Having outlet capability can boost retailers’ flexibility in part because off-price retail is no longer the preserve of mid-tier properties, says David D. Lobaugh, president of August Partners. “The industry erroneously believes that lower-income shoppers patronize outlet stores, which couldn’t be further from the truth,” he said. “Thus some want to relegate outlet stores to ‘B’ and ‘C’ centers. But we have great stats based on our consumer research, both nationally and on a market-by-market basis, demonstrating that among venue types, outlets attract a higher-average-household-income shopper, and a higher-fashion-goods-spend shopper, than malls.” Indeed, according to the VRN–August Partners survey, the average household income of outlet mall shoppers was $84,500, with an average apparel spend of $1,045; those figures were $82,518 and $1,008, respectively, for regional mall shoppers.

Regardless whether converting stores is a winning long-term strategy, it is certainly easier for chains to pull off today, now that so many of them operate their own outlet divisions. But one possible brake on the trend may be the potential for objections from other tenants, particularly department stores. “Among some full-priced anchor stores, there can be a concern that if the mall becomes a discount destination, consumers will be preprogramed to expect those discounts,” McCandless said. Nor would department stores necessarily want to compete directly with other chains’ outlet concepts, Podell says. “The good news is, a lot of the brands that are doing this or that would be good candidates for doing it — Express, Children’s Place, New York & Company, J.Crew, PacSun — are not sold in department stores,” he said.

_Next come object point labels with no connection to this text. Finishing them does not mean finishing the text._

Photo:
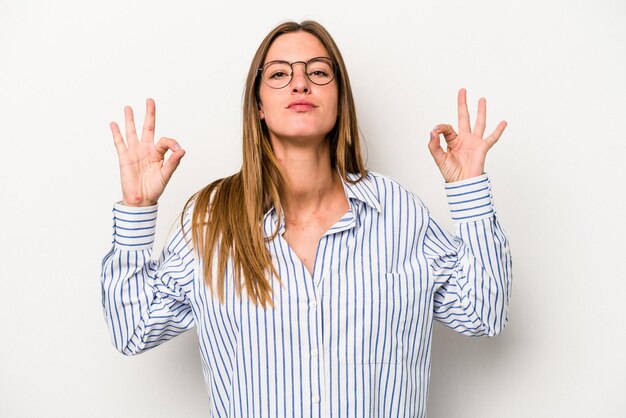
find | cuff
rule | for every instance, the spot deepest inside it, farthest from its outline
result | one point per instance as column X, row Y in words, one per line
column 134, row 227
column 470, row 199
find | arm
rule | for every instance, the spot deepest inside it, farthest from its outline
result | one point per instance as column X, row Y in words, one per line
column 472, row 269
column 145, row 302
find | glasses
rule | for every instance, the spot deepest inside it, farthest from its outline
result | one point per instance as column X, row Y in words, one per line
column 278, row 74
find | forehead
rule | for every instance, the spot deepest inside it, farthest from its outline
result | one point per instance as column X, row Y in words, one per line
column 295, row 46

There is even the possibility that Macy’s, which analysts say is on the cusp of moving forward with a T.J.Maxx-like off-price concept, could jump into this game. When and if Macy’s does launch its outlet brand, the potential for conversion of full-price mall locations in mid-tier malls is intriguing, says Jim Bieri, principal of Michigan brokerage firm Stokas Bieri Real Estate/X Team International. “Macy’s has been noodling around with the factory store concept for a long time,” he said. “If you are in a ‘B’ center doing $300 or $400 a foot, and your store is not breaking even,” Bieri said, “what have you got to lose?”